New research shows that safety net hospitals could benefit substantially from a new model that accounts for social risk factors like poverty and living in a disadvantaged neighborhood in determining how the federal government penalizes hospitals financially for their readmission rates.
Researchers say their risk adjustment model could reduce the financial penalty for at least half of all safety net hospitals, which care for patients regardless of their insurance status or ability to pay. And in some cases, it could render them free from any penalty.
Conversely, more affluent hospitals -- those that care for higher-income, better-educated patients -- could see their penalty for readmission rates increase.
IMPACT
The study, published online in Health Services Research, could intensify the debate over the equity of Medicare's Hospital Readmissions Reduction Program, or HRRP. The program, administered by the Centers for Medicare and Medicaid Services, creates financial incentives for hospitals for lowering their readmission rates by penalizing those with higher rates.
Safety net hospitals have long held they are unfairly penalized for their readmission rates under HRRP's current performance model because it doesn't account for social risk factors that put these patients at risk for readmission.
The findings demonstrate the feasibility and impact of adjusting for social factors and financial penalties for HRRP readmissions. The HRRP has been the focus of debate for its exclusion of risk adjustment for social factors since the policy's implementation in 2012.
A 2016 study examining the potential impact of adding adjustment for patient income found little "meaningful change" in readmission rates, though it did not assess the financial impact of the adjustment. Under the 21st Century Cures Act, Congress now requires CMS to assign hospitals to five peer groups based on patients' Medicaid status in assessing penalties under HRRP.
WHAT ELSE YOU SHOULD KNOW
The authors analyzed claims data from nearly three million fee-for-service Medicare patients hospitalized for heart attack, congestive heart failure or pneumonia from December 2012 to November 2015. Their analytic approach was three-pronged: incorporate a broader group of social risk factors than analyzed in other prior research; compare hospital performance on readmissions with and without adjustment for social risk factors; and calculate the financial impact of penalties levied against hospitals after adjusting for social risk factors.
They found that social risk factors like poverty, disability and living in a disadvantaged neighborhood were linked with higher readmissions in all three medical conditions. But when adjusted for social risk factors, the readmission rates for safety net hospitals dropped significantly for all three medical conditions compared to their affluent counterpart hospitals.

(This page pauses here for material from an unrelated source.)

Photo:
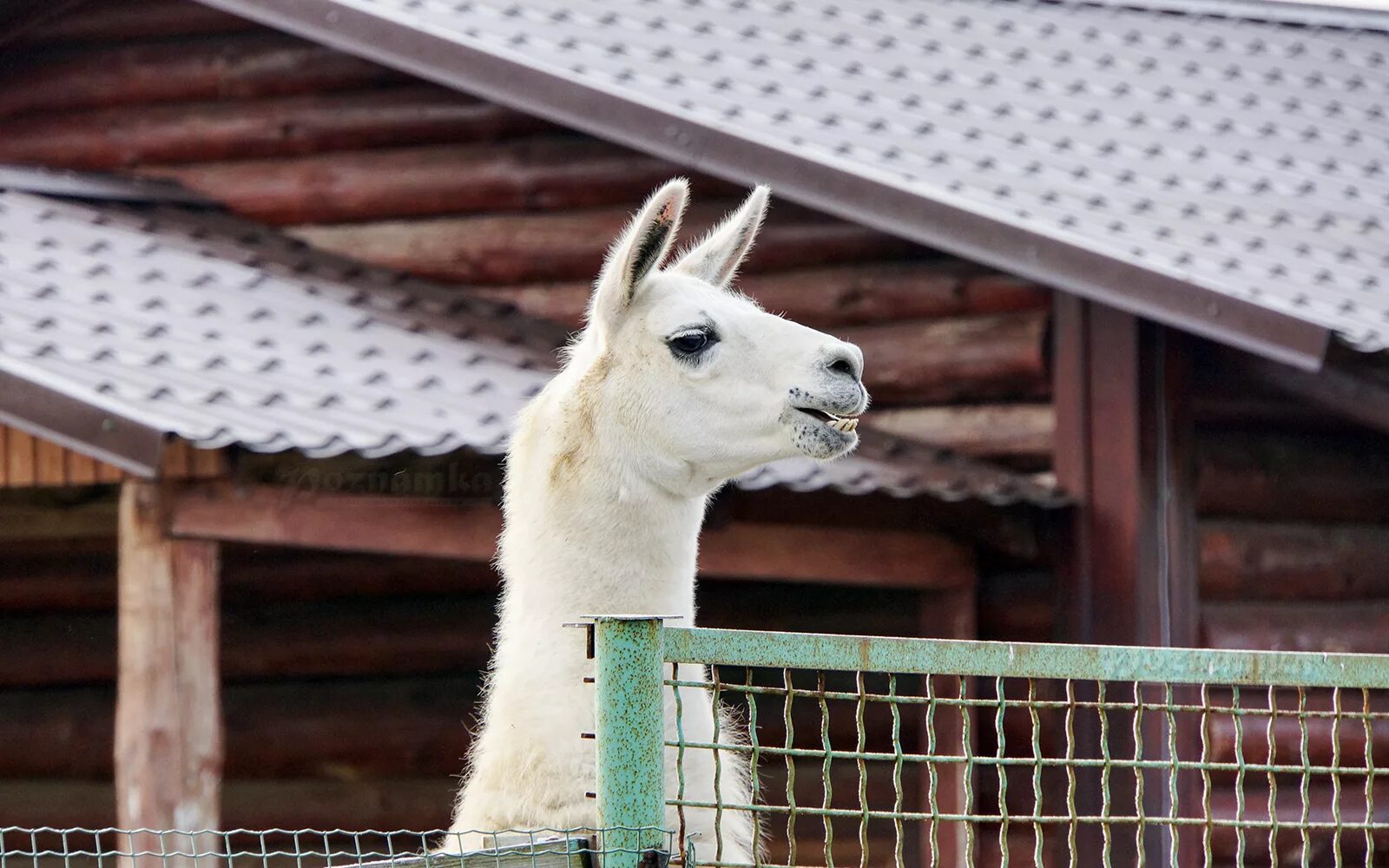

The changes translated to a "major shift" in assessed penalties. Safety net hospitals saw a 21.8 percent reduction in penalties, or roughly $17 million, while affluent hospitals saw a 22 percent increase in penalties, or roughly $15 million.
THE TREND
Concerns about HRRP have been around for some time. Since its implementation in 2010, evidence shows it reduced hospital readmissions for certain conditions, as was the program's intent. A 2017 Health Affairs study, however, indicated the current penalty structure leads some hospitals to be penalized persistently, leading to a financial burden.
That burden has resulted in the program becoming controversial to some, despite its purported success. Teaching hospitals, large hospitals, and hospitals treating a high proportion of low-income or dual-eligible patients were more likely than other hospitals to be penalized under the HRRP.
Also, evidence suggests that hospitals penalized under the program are more likely to be penalized by other pay-for-performance programs, such as the Centers for Medicare and Medicaid Services' Value-Based Purchasing and Hospital-Acquired Condition Reduction Programs.